REITs are the perfect income instrument for an income investor as they are required to pay at least 90% of their profits as distributions.
However, not all REITs are built the same.
Income investors need to sift through the sector to identify the reliable ones that they can buy and keep for their retirement.
Here are four dependable Singapore REITs that you can own for life.
Parkway Life REIT (SGX: C2PU)
Parkway Life REIT, or PLife REIT, is a healthcare REIT that owns a diversified portfolio of 75 properties worth S$2.46 billion.
Its portfolio comprises three hospitals in Singapore, 60 nursing homes in Japan, and 11 nursing homes in France, and a strata-titled property in Malaysia.
PLife REIT is also backed by a strong integrated healthcare player IHH Healthcare Berhad (SGX: Q0F).
The healthcare REIT once again announced a set of sturdy financial results for the first half of 2025 (1H 2025).
Gross revenue rose 8.1% year on year to S$78.3 million while net property income increased by 8% year on year to S$73.8 million.
Distribution per unit (DPU) inched up 1.5% year on year to S$0.0765 because of an enlarged unit base.
PLife REIT’s gearing level was moderate at 35.4% with a very low cost of debt of just 1.5%.
These attributes allow the REIT to continue tapping into debt to acquire yield-accretive properties.
The REIT also recently received approval from the Inland Revenue Authority of Singapore (IRAS) for tax exemption on foreign sourced income from seven of its 11 properties, allowing for full-year tax savings of around S$1.26 million.
CapitaLand Ascendas REIT (SGX: A17U)
CapitaLand Ascendas REIT, or CLAR for short, is Singapore’s oldest and largest industrial REIT with a portfolio of 229 properties.
As of 30 June 2025, the total assets under management (AUM) stood at S$16.8 billion.
CLAR also has a strong sponsor in blue-chip real estate investment manager CapitaLand Investment Limited (SGX: 9CI).
For 1H 2025, the industrial REIT reported a resilient set of earnings.
Gross revenue fell by 2% year on year to S$754.8 million, but NPI dipped by just 0.9% year on year to S$523.4 million.
DPU slipped 0.6% year on year to S$0.07477 because of a slightly enlarged unit base.
CLAR maintained a healthy portfolio occupancy of 91.8% and also reported a positive portfolio rental reversion of 9.5%.

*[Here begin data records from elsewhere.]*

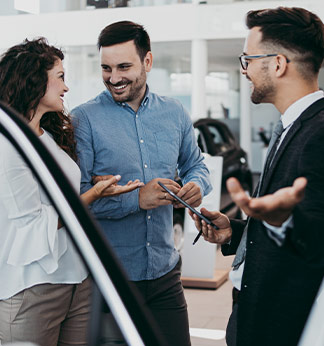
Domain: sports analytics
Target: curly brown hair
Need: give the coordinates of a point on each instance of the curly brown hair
(23, 82)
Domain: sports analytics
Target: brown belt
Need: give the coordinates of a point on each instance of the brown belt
(235, 295)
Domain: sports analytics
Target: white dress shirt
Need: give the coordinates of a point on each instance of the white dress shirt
(33, 251)
(278, 234)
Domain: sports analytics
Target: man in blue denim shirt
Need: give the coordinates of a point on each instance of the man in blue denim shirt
(130, 131)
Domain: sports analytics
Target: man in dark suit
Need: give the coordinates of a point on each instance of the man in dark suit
(279, 261)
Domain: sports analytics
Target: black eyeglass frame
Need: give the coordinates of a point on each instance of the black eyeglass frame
(244, 63)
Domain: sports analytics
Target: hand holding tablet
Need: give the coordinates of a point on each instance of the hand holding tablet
(201, 216)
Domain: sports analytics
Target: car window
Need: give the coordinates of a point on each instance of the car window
(201, 140)
(40, 259)
(216, 135)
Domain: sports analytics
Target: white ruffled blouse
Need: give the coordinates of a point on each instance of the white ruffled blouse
(32, 250)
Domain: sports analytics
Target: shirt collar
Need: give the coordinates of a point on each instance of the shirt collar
(297, 108)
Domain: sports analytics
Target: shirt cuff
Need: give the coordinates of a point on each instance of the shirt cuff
(278, 234)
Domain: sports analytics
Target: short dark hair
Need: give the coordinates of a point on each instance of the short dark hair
(294, 29)
(125, 31)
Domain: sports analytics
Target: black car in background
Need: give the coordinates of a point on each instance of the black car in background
(215, 138)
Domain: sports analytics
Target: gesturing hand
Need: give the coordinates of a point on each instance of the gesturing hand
(274, 208)
(191, 194)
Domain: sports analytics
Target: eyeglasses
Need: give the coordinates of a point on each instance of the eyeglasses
(244, 59)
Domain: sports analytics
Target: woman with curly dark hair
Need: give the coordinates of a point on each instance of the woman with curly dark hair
(44, 293)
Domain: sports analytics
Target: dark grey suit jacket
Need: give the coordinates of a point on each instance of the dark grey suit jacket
(279, 284)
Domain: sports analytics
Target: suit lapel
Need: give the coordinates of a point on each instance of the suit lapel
(311, 111)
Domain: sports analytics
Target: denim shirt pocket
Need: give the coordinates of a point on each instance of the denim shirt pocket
(167, 147)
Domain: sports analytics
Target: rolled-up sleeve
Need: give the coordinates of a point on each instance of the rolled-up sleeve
(190, 165)
(35, 236)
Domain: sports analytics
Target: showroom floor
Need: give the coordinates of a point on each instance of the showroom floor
(209, 309)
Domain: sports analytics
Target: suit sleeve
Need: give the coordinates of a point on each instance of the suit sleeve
(306, 238)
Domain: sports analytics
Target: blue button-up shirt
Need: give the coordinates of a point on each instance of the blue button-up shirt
(150, 143)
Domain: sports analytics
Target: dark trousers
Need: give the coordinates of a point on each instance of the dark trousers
(231, 328)
(165, 299)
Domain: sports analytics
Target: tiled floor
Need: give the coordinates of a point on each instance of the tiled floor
(210, 309)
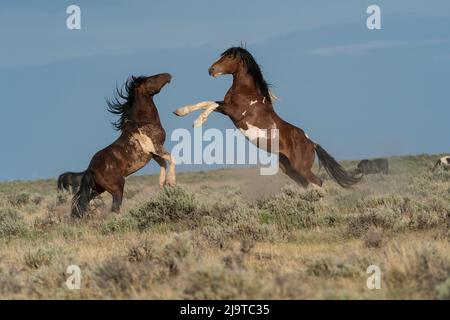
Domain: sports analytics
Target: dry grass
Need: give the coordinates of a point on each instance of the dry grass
(230, 234)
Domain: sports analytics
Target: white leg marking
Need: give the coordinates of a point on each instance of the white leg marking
(204, 115)
(189, 108)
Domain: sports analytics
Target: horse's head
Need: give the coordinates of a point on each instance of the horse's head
(237, 59)
(229, 62)
(153, 84)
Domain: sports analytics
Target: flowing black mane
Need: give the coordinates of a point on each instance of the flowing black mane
(252, 68)
(122, 102)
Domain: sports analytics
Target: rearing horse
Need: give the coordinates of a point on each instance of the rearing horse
(248, 103)
(142, 139)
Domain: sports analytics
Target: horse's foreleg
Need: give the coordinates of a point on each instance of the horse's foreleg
(162, 173)
(189, 108)
(171, 177)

Earlier this year, the industrial REIT completed an acquisition of a logistics centre in the US while also completing a redevelopment of Science Park Drive in Singapore.
Meanwhile, there are also six ongoing projects worth S$498.4 million that are undergoing redevelopment or refurbishment to improve returns on the existing portfolio.
Keppel DC REIT (SGX: AJBU)
Keppel DC REIT is a data centre REIT with a portfolio of 24 data centres across 10 countries.
The REIT’s AUM stood at around S$5 billion as of 30 Jun 2025, and it also boasts a solid sponsor in asset manager Keppel Ltd (SGX: BN4).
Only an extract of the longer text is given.